Temperature Distribution Monitoring Using Ultrasonic Thermometry Based on Markov Radial Basis Function Approximation and Singular Values Decomposition

1School of Automation, Chongqing University, Chongqing 400044, China
2Key Laboratory of Dependable Service Computing in Cyber Physical Society, MOE, Chongqing 400044, China
3School of Software Engineering, Chongqing University, Chongqing 400044, China

Received 26 December 2013; Revised 24 March 2014; Accepted 2 April 2014; Published 28 April 2014

Academic Editor: Ping-Lang Yen

Copyright © 2014 Xuehua Shen et al. This is an open access article distributed under the Creative Commons Attribution License, which permits unrestricted use, distribution, and reproduction in any medium, provided the original work is properly cited.

Abstract

Information about temperature distribution is complex but of critical importance for the control of various microwave applications.

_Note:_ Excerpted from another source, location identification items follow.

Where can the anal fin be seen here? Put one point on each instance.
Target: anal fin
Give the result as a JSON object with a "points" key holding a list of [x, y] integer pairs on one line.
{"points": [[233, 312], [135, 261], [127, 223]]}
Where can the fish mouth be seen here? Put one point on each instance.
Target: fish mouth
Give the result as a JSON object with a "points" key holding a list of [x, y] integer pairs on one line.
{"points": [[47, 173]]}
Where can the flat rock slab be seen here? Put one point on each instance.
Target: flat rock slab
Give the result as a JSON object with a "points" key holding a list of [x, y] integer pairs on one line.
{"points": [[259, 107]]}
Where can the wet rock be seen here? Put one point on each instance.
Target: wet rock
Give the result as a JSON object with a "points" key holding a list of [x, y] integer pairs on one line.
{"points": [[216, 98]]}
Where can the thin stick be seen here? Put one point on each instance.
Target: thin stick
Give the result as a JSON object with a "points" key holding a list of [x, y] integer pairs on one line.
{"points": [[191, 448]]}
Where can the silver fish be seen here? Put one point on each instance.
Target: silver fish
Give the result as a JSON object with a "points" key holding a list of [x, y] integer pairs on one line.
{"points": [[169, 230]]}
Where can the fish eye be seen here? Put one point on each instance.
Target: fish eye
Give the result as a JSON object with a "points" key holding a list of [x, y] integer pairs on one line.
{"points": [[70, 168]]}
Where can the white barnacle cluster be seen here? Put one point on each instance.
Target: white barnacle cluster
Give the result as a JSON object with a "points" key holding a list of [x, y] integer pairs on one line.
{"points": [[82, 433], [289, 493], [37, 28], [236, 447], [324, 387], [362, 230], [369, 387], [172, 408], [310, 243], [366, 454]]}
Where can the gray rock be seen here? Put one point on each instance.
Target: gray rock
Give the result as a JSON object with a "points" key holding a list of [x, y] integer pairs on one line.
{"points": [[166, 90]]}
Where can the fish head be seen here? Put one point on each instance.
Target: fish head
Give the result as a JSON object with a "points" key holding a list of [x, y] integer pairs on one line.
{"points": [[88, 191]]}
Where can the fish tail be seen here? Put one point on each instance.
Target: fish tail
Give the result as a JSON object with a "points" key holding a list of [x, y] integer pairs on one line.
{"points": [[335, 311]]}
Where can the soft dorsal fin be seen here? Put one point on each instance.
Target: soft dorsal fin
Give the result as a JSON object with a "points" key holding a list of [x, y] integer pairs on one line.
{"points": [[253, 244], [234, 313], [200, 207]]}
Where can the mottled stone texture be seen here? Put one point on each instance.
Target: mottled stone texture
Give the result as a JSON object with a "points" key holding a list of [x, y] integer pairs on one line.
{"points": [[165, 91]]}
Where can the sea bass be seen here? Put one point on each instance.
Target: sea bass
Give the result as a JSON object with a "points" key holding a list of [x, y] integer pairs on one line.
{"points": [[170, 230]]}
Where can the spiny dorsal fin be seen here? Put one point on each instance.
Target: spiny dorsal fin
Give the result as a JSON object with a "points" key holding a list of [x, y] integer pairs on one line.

In this paper, an innovative way of temperature distribution monitoring using ultrasonic thermometry in microwave field is investigated. The principle of ultrasonic thermometry in the situation of ideal gas is elaborated, and reconstruction algorithm based on Markov radial basis function approximation and singular values decomposition is presented and described in detail. In order to validate the performance of temperature distribution reconstruction of our presented algorithm, four two-dimensional temperature distribution models with different complexities are utilized in simulation experiments. Especially, simulation experiments taking error of measurement into account are studied to verify the robustness. Figure profiles show remarkable correspondence between the reconstructed ones and their models, while quantitative analysis, including the overall temperature error analysis and the hotspot positioning analysis, shows that different kinds of errors calculated are all within the limit ranges. In addition, the time analysis of simulation experiments also demonstrates its well real-time capability.